Purpose: Introduction of on-disk storage of training data using Zarr.

Key take-away messages: Swyft provides efficient codes for the storage and retrieval of training data from disk.


import numpy as np
import pylab as plt
import torch
import swyft
DEVICE = 'gpu' if torch.cuda.is_available() else 'cpu'

We use our toy simulator from above.

class Simulator(swyft.Simulator):
    def __init__(self, Nbins = 100, sigma = 0.2):
        self.transform_samples = swyft.to_numpy32
        self.Nbins = Nbins
        self.y = np.linspace(-1, 1, Nbins)
        self.sigma = sigma

    def calc_m(self, z):
        m = np.ones_like(self.y)*z[0] + self.y*z[1] + self.y**2*z[2]
        return m

    def build(self, graph):  # the print statements are for illustration only
        z = graph.node('z', lambda: np.random.rand(3)*2 - 1)
        m = graph.node('m', self.calc_m, z)
        x = graph.node('x', lambda m: m + np.random.randn(self.Nbins)*self.sigma, m)

In order to generate a storage on disk, we must have information about the types and shapes of simulation variables. Those can be collected using the get_shapes_and_dtypes method of the simulator class, which invoked the simulator once and inspects the output.

sim = Simulator()
shapes, dtypes = sim.get_shapes_and_dtypes()
print("shapes:", shapes)
print("dtypes:", dtypes)
shapes: {'z': (3,), 'm': (100,), 'x': (100,)}
dtypes: {'z': dtype('float32'), 'm': dtype('float32'), 'x': dtype('float32')}

We can then instantiate a new Zarr store. In the below example, the store has space for 10000 simulations, and they are saved in batches of 64 simulations per file (which speeds up reading from disk). Each variable is saved in its own file. For good performance, situations with very large number of low-dimensional variables should be avoided.

store = swyft.ZarrStore("./example_zarr_store")
store.init(10000, 64, shapes, dtypes)  # Only initializes once, afterwards generates a warning message
<swyft.lightning.data.ZarrStore at 0x284cac640>

Running the simulator can now be done by invoking the simulate method. The batch_size indiactes how many simulations are run and aggregated before they are stored to disk in a single operation. It should be adjusted according to whether file access or simulation time is the bottleneck.

store.simulate(sim, batch_size = 1000)  # This function can be run in parallel in many threads, if the store is full, it will do nothing

Concurrent simulations on multiple machines: the simulate method can be run in multiple threads or on multiple machines at the same time, which allows one to fill the same simulation store through parallel simulations on many machines. A file locking mechanism ensures that stored simulations are not overwritten.
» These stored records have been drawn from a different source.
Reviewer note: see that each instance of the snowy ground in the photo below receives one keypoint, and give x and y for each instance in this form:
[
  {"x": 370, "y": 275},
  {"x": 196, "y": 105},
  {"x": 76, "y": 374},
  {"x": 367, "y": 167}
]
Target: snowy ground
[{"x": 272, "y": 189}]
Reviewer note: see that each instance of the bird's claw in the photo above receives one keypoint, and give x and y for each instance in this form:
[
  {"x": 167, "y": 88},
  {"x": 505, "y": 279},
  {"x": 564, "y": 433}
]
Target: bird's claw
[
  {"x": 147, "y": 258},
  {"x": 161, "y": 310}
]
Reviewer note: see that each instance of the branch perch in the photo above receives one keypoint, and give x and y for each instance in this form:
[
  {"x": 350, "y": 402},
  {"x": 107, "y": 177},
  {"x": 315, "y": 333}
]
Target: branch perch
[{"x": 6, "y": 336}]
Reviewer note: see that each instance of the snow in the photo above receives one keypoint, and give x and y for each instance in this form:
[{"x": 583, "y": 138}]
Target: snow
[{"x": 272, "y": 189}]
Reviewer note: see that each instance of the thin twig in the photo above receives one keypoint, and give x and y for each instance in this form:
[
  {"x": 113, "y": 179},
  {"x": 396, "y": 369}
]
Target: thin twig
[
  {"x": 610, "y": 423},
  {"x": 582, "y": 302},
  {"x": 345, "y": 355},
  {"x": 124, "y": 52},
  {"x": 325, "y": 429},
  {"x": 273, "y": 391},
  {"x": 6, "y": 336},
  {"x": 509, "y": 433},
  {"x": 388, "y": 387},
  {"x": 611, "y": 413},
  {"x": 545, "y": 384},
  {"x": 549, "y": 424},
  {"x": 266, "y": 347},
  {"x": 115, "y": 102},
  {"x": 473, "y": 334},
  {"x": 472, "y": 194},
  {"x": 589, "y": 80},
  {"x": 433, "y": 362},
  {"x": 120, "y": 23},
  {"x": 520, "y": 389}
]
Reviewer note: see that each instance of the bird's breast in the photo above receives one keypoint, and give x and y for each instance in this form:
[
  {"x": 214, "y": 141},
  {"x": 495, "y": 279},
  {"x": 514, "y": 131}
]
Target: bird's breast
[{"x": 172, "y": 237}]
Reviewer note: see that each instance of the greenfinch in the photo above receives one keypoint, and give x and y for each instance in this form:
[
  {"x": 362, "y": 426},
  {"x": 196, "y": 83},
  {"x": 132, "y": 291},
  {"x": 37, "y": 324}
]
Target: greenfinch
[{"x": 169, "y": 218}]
Finally, a datamodule that can be used for training neural networks can be set up as before, replacing our in-memory samples simply with the store.

dm = swyft.SwyftDataModule(store, batch_size = 32)

Training a nework is then straightforward.

class Network(swyft.SwyftModule):
    def __init__(self):
        self.embedding = torch.nn.Linear(100, 10)
        self.logratios = swyft.LogRatioEstimator_1dim(num_features = 10, num_params = 3, varnames = 'z')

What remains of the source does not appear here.